Sitting in a natural hot spring and watching the full moon rise. Seeing the Great Sky River from the slopes of a 10,000-foot mountain. Lying on rocks at Yosemite National Park and watching a meteor shower. Walking outside and seeing the Aurora Borealis overhead, shimmering, flickering, dancing in the night sky. Rainbow rings around the full moon. Sunrise over the mountains. Sunset over the ocean.
Coyote song. The distant music of the bull elk. The roar of an African lion. The unearthly call of a mountain lion in the night. The bark of a red fox. The quork of a raven. The group howl of a pack of sled dogs under the full moon. The sight of a pika with a mouthful of harvested grass. The slick feel of a dolphin’s skin, and the pebble-grain roughness of a grizzly’s paw. The boom of a blue grouse taking flight overhead.
The smell of a Jeffrey pine. The crisp scent of falling snow. The smell of rain on mountain trail dust. The taste of water cupped from a trailside creek.
Bathing in an ice-cold mountain waterfall on a hot summer day. The view from 3,000 feet, under a parachute. The sound of the wind against the skin of a sailplane. The feel of a steady trail horse under you, patiently plodding along, and the view as you crest a rocky pass and see a mountain lake spread out below you. Waking to pre-dawn firelight, and coffee, and camaraderie on a wilderness horseback expedition. The feel of bone-deep weariness as a day of ranch work ends. The splashy spectacle of a mountain-bred rainbow trout snatching a fly from the surface of a creek, and the taste of it minutes later fresh from a campfire frying pan.
The rush and thunder of a wild river under a rubber raft. The this-is-where-I-belong comfort of a mountain hike with two good dogs.
You people back home, I know you’d love all this stuff. Oh, it might take an effort to get you to try sushi, but if you did try it, I’ll bet you’d like it. The rest of that stuff, even if you never get to do it, I could describe it to you, and if you’d listen, you could enjoy it vicariously.

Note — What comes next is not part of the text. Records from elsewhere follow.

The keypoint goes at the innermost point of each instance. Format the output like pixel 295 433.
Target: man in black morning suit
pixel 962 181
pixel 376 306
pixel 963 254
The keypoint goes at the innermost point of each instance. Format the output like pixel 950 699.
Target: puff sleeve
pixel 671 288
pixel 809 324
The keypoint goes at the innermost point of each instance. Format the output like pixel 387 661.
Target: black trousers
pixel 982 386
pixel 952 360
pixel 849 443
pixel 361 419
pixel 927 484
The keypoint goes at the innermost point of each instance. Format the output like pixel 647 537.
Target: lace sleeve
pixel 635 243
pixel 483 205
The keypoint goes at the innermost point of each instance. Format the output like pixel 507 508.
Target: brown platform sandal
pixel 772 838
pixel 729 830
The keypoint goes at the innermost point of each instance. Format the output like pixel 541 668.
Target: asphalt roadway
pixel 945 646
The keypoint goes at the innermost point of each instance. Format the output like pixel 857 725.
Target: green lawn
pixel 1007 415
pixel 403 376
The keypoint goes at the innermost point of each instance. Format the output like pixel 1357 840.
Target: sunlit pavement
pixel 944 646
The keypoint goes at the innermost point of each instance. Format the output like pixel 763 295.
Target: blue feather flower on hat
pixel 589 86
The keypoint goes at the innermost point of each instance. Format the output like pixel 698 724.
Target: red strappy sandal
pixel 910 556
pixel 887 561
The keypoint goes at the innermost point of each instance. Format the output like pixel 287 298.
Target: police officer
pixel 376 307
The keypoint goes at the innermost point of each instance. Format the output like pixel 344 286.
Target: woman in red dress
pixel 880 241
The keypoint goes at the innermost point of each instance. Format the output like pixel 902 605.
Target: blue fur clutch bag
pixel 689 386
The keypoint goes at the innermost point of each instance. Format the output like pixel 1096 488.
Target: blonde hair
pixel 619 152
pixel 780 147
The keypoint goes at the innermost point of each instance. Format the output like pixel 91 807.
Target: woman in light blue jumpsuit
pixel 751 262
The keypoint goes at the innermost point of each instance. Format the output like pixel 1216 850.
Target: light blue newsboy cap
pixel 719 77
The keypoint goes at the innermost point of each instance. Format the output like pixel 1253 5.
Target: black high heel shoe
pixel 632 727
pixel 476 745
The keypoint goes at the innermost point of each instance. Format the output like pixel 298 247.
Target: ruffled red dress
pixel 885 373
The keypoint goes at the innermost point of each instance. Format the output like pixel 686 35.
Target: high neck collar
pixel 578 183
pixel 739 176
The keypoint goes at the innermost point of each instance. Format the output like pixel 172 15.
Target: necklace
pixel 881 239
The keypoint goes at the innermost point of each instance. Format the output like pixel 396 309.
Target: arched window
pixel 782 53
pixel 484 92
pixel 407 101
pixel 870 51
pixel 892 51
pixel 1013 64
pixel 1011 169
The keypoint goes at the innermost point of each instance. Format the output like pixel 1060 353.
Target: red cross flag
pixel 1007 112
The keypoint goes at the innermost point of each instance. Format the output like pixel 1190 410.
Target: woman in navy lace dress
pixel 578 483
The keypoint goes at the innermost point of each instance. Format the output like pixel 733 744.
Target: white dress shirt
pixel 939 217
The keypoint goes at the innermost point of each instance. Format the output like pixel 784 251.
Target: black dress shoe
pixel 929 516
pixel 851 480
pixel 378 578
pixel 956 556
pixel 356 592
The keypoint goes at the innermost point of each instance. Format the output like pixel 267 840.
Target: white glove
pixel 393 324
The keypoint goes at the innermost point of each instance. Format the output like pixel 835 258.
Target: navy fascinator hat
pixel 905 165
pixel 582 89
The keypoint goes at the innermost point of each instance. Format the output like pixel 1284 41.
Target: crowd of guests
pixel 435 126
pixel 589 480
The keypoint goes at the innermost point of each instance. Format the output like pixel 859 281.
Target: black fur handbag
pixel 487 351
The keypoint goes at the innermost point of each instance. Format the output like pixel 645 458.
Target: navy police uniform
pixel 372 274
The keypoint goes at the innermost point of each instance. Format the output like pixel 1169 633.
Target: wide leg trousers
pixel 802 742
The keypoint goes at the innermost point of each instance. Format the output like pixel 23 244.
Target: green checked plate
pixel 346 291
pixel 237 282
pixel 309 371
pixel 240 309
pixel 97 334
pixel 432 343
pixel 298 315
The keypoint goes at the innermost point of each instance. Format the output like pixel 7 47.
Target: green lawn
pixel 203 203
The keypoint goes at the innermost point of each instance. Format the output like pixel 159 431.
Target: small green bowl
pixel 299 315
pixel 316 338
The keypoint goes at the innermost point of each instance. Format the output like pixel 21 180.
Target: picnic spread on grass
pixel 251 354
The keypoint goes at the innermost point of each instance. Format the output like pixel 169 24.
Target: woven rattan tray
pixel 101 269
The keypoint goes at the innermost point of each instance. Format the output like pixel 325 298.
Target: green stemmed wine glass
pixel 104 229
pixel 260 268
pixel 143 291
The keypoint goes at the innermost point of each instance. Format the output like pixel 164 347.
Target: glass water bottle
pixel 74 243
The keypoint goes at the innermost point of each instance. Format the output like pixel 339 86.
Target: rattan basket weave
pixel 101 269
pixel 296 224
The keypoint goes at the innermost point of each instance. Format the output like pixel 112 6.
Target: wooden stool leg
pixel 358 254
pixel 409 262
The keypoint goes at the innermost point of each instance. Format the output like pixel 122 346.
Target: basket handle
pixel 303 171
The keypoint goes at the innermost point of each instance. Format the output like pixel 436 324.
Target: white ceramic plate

There’s one thing more I wish I could bring home to you. Something I know most of you wouldn’t believe, wouldn’t accept. But if you trust me just a little bit, if you find any of the rest of this stuff interesting, or alluring, or just thought-provoking, I promise you this thing is a LOT better. Or at least as good.
It’s just this: The freedom you feel when you break away from religion. The cool comfort you get when you understand that the entire world is this honest, trick-free place with no hidden powers, no demons, no eternal torment. The fact that the only person in your head is you, and you can think anything you want; there is no lightning-wreathed fist waiting to smash you for your independent, irreligious thoughts. That there is no such thing as SIN, and that WE get to decide how to be good. That church-inspired charity – bargaining chips for your own selfish eternity – can be replaced by acts sparked by true compassion. That you can put the Bible down and never again worry about what it says … about anything.
That evolution is real, that we are risen apes, kin to every other lifeform on the planet – every bonobo and bear, every redwood and rhino, every dolphin and dingo and dragonfly – and that there is warm, radiant glory in knowing that.
That the fate of our neighbors, and ourselves, and our planet, is in OUR hands, and not those of some disembodied supernatural superbeing.
If I could bring that home to you …
It would be the best Christmas ever.